The EU has at last taken the first steps to diversify its energy suppliers away from Russia, at least on paper. The European Commission announced its plans - which will be submitted to EU member states for approval - to boost energy diversification by creating six interconnecting energy infrastructures which are essentially large interlinked grids to carry electricity and gas that would spread power to each of the EU states including the areas of the Baltics, the Mediterranean region, and offshore in the North Sea. The most ambitious plan yet at a pan-euro level, the announcement will complement other plans to mitigate climate change and reduce overall energy consumption by 2020.
It is also a call for a unified external energy strategy when dealing with non-EU states, according to the European Voice, a Brussels based newspaper. The commission is calling on EU member states to move away from bi-lateral energy contracts with non-EU suppliers and to have all contracts categorized under an agreed “EU” status.
Diversification in Southern Europe will depend largely on the success of the currently unrealized Nabucco pipeline, backed by the US and EU, set to thread natural gas from Turkey to Austria via Bulgaria, Romania, and Hungary. Nabucco would bring gas from the Caspian to countries which are not under Russian control. However Russia has thrown its own pipeline vision, South Stream, into the mix-South Stream a Russian controlled pipeline that would end in Italy- to create jostling between EU states and to snuff out Nabucco.

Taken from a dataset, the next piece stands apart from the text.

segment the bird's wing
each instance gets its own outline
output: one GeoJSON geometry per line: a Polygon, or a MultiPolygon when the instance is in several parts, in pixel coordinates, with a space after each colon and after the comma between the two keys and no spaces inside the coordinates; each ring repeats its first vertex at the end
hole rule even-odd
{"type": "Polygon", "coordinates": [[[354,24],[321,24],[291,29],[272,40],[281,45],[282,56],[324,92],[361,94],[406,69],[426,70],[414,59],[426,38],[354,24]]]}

On the periphery of the pipeline race is the Nord Stream pipeline, a joint venture between Berlin and Moscow, that is described by Stratfor, an online intelligence service, as a “geopolitical project” to send natural gas supplies to Europe while bypassing Poland and the Baltic states. Stratfor reports that this project is now at risk because Germany fears the backlash of political risks and Russia fears the rising costs for such a long undersea pipeline.
Interestingly, Europe may also have another option in the form of energy imports from Africa. According to the International Energy Agency, Africa is set to triple its gas exports to Europe by 2030.